Minimum size of a terminal node: when splitting, CRT will attempt to respect this size. If splitting a node leads to a terminal node smaller than this criterion, the split will not happen

Use surrogates in model: this option allows you to control what happens in case of missing value.

Display Only: an observation with a missing value for the primary split rule is not sent further down the tree.

NO Split for all missing: means use surrogates, in order, to split subjects missing the primary

variable; if all surrogates are missing the observation is not split.
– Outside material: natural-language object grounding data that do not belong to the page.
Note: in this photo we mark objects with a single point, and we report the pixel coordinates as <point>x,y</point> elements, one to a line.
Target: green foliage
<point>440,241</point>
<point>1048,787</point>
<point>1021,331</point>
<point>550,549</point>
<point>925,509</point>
Majority Rule (recommended): if all surrogates are missing, then send the observation in the majority direction. This corresponds to the recommendations of Breiman et.al (1984).

Maximum Competing Splits: the number of competitor splits retained in the output. It is useful to know not just which split was chosen, but which variable came in second, third, etc

Maximum Surrogate: the number of surrogate splits retained in the output. If this is set to zero, the

compute time will be reduced, since approximately half of the computational time (other than setup) is used in the search for surrogate splits. However, this will yield to a model harder to put into production.

In the log, you will see the details of the analysis. The Scree plot shows the shape of the error reduction (and gives you a pruning criterion):

Once we observe a flat line, there is no improvement on the relative error, hence the tree is most likely overfitting by creating additional cuts. In the log, we can see details of this metric, where we see that two “good” stopping criteria could be 18, where it seems to stabilize, or 47 splits, based on the minimum error:

 CP nsplit rel error xerror xstd 1 0.207568 0 1 1 0.00527 2 0.191278 1 0.79243 0.79243 0.005003 3 0.018632 2 0.60115 0.60771 0.004611 4 0.011306 6 0.52663 0.53087 0.004396 5 0.009137 7 0.51532 0.52335 0.004373 6 0.005584 8 0.50618 0.51878 0.004359 7 0.002423 9 0.5006 0.50392 0.004312 8 0.00223 11 0.49575 0.50032 0.0043 9 0.002123 17 0.48237 0.49931 0.004297 10 0.00203 18 0.48025 0.49931 0.004297 11 0.001384 19 0.47822 0.49557 0.004285 12 0.001206 22 0.47407 0.49142 0.004271 13 0.001015 33 0.45828 0.48874 0.004262 14 0.000969 34 0.45727 0.48869 0.004262 15 0.0009 35 0.4563 0.48929 0.004264 16 0.000715 37 0.4545 0.48565 0.004252 17 0.000692 41 0.45159 0.48325 0.004244 18 0.000554 47 0.44712 0.48205 0.00424 19 0.000538 48 0.44656 0.48463 0.004249 20 0.000531 51 0.44495 0.48708 0.004257

A chart with variable importance is also returned:

You will also find this information in text format in the Anatella log-window.